A court order has forced Twitter to hand over the personal details of a British user, raising further questions about free speech on the internet and the possibility that celebrities and corporations could head to US courts to unmask users who break injunctions or make libellous comments.
Four individuals – three councillors and an official at South Tyneside Council – subpoenaed Twitter in a Californian court, where the company is based, in a bid to reveal who was behind an anonymous whistle-blowing blog called Mr Monkey.
The action, believed to be the first case brought by British claimants, is itself contentious because the council involved has paid for the legal proceedings for the individuals and has already cost taxpayers more than £70,000.
The implications for Twitter, which will have to spend time and money researching the orders while it faces a continuous barrage of privacy questions, are significant. The users in question could now face legal action as well as being identified.

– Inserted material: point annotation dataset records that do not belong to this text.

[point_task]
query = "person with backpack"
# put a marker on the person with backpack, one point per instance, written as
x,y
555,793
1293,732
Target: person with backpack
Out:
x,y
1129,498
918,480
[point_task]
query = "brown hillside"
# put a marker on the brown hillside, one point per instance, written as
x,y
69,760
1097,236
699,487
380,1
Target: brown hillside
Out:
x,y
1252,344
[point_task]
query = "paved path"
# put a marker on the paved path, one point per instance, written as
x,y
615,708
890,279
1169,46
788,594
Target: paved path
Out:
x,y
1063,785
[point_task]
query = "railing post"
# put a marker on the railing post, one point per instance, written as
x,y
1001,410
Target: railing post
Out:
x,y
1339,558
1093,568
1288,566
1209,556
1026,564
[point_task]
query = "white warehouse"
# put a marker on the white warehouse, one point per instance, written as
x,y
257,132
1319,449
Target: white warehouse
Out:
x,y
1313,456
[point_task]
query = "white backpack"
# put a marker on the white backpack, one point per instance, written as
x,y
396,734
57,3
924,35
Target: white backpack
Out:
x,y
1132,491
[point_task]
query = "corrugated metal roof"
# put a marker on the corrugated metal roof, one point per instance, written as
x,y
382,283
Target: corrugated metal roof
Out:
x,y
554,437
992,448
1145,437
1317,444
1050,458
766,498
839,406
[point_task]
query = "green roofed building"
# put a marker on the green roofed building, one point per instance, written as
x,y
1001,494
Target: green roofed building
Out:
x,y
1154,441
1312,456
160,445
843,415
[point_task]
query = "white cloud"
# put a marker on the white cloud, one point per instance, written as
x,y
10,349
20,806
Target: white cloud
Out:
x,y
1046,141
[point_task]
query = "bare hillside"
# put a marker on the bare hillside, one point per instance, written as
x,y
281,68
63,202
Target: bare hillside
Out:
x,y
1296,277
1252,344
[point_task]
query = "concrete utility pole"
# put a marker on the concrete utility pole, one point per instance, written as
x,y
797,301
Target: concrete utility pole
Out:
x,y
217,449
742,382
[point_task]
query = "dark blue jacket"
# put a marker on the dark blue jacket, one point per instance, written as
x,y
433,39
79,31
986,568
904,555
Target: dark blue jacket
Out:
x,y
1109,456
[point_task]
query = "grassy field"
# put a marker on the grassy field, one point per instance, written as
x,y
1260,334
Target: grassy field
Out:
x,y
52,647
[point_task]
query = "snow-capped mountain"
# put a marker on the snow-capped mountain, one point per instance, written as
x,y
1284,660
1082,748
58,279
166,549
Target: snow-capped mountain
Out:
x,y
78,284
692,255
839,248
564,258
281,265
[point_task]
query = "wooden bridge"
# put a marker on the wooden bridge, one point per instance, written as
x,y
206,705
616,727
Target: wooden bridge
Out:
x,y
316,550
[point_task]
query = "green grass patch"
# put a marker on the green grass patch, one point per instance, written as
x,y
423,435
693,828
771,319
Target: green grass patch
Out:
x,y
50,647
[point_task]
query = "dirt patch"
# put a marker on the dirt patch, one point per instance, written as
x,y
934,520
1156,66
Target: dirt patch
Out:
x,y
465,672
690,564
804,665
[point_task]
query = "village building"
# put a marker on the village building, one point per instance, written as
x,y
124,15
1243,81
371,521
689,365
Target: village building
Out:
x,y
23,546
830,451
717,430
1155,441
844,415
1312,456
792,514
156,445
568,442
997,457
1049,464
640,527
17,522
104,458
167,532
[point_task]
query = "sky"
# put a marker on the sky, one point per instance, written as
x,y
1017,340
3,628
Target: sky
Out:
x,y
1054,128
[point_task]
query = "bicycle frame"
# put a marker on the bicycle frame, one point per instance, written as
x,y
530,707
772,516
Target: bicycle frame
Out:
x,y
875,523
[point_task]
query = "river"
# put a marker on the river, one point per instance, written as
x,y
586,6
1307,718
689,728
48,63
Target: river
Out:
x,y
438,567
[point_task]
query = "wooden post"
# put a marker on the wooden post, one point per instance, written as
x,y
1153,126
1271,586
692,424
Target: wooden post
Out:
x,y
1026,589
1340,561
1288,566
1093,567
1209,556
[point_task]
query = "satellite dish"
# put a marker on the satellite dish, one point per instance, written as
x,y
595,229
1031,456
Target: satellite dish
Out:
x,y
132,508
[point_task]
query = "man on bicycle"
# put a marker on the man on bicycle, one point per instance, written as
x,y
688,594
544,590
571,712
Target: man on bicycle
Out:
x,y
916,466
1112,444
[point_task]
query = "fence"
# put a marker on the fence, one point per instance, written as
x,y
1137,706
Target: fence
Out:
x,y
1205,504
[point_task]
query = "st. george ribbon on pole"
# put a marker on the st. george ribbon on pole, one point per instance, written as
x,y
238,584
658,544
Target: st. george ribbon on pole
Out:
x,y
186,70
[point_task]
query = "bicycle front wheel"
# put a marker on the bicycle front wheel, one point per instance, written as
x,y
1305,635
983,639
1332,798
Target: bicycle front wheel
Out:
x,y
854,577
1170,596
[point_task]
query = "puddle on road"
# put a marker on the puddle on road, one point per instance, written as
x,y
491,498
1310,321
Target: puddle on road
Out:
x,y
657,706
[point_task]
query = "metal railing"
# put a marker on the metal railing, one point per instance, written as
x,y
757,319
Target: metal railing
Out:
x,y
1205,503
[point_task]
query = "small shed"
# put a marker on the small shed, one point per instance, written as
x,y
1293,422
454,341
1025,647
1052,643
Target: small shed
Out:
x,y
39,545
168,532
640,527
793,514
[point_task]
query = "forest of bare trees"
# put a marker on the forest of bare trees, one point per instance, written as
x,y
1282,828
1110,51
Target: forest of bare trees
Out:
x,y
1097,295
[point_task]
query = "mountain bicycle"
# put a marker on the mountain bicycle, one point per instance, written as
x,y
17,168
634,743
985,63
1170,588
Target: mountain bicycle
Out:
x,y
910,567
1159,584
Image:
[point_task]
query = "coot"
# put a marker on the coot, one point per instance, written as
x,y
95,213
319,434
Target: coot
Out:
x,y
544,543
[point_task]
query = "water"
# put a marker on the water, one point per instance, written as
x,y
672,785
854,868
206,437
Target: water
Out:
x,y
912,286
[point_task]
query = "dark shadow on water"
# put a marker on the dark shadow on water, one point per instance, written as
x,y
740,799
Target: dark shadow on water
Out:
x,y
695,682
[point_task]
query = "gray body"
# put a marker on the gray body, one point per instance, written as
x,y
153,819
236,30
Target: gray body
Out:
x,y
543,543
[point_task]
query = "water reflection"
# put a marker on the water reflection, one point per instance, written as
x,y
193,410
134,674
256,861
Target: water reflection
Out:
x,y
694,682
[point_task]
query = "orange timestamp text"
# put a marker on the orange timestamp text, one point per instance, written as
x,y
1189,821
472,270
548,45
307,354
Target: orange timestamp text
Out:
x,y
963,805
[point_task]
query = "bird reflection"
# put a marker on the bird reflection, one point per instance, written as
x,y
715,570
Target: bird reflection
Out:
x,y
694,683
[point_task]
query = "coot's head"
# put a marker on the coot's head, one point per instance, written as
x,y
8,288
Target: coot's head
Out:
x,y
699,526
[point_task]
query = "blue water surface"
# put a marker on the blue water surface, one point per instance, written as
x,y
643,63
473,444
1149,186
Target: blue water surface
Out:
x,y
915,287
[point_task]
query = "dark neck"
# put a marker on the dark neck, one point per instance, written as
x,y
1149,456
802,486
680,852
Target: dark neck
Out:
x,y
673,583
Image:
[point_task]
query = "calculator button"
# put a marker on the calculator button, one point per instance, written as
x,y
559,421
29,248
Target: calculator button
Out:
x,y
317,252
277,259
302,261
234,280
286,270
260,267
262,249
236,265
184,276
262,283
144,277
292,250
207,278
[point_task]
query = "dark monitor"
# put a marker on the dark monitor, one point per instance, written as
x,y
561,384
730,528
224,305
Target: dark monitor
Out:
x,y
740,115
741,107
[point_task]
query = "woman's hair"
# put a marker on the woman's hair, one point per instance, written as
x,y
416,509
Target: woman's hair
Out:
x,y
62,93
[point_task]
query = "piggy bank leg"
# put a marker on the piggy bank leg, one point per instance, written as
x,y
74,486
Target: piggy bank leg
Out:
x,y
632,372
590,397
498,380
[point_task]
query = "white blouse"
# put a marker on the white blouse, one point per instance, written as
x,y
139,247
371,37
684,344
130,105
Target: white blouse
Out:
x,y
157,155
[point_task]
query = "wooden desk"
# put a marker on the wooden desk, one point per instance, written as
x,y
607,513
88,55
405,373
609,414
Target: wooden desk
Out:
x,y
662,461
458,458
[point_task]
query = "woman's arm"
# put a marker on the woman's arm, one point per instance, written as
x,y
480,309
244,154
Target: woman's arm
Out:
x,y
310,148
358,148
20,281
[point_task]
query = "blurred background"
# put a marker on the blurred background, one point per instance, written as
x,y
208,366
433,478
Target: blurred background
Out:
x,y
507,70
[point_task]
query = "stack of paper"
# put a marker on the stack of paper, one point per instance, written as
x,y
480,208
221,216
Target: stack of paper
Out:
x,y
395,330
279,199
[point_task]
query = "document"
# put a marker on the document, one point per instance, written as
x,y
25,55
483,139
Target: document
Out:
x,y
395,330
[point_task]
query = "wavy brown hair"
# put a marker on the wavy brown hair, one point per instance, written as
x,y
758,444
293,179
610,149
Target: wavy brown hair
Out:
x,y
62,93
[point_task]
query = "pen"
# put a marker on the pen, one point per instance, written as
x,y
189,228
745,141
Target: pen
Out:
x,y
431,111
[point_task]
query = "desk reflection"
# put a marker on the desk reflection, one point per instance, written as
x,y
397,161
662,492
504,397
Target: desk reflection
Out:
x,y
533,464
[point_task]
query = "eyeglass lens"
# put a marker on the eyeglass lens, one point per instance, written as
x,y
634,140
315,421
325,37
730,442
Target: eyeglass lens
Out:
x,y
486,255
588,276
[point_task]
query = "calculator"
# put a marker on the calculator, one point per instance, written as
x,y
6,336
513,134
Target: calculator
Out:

The Sunday Telegraph reported that the Superior Court of California had granted the order, which forces the company to release contact details, location information and computer addresses of the individuals behind four accounts believed to be linked to the Mr Monkey blog.
Ahmed Khan, an independent councillor, has admitted to being the owner of one of the accounts but said he was not the author of Mr Monkey.
Mr Khan, who in April was told that a request had been lodged relating to his account, said: "I don't fully understand it but it all relates to my Twitter account and it not only breaches my human rights, but it potentially breaches the human rights of anyone who has ever sent me a message on Twitter. This is Orwellian. It is like something out of 1984."
Media lawyer Mark Stephens, who represented WikiLeaks' founder Julian Assange when the US government tried to obtain his Twitter details, said those running websites criticising corporations or even regimes could be affected.
He said: "There is a possibility those running anti-government or company websites will be targeted. These law actions can be taken by anyone, corporations, totalitarian regimes for example. We need to seriously think what this could mean for people trying to expose wrongdoings."
One person who could benefit from the ruling is Manchester United footballer Ryan Giggs, who could potentially use a similar order to force the release of details of some 75,000 Twitter users who named him as the holder of a super-injunction.
John Hemming MP used parliamentary privilege to name Giggs publicly, but the player – who was attempting to conceal an alleged affair with former Big Brother contestant Imogen Thomas – has pursued Twitter through the UK courts to obtain the individuals' details.
The deadline for the UK court order passed on Friday, apparently without Twitter responding, and it has no legal status in the US. "Giggs could have done this weeks ago," Mr Stephens said. "In commercial litigation, where the principles are established, you quite often begin proceedings in another country to aid proceedings in the main jurisdiction you are fighting it."
One reason Giggs might not have gone to the US initially was because the subpoena would have revealed his identity. Mr Stephens added: "Privacy tourism has begun, there is no doubt about that."
South Tyneside Council has been criticised for pursuing the legal case, but a spokesman said it "had a duty of care to protect its employees", adding that the current legal costs amounted to "less than £75,000".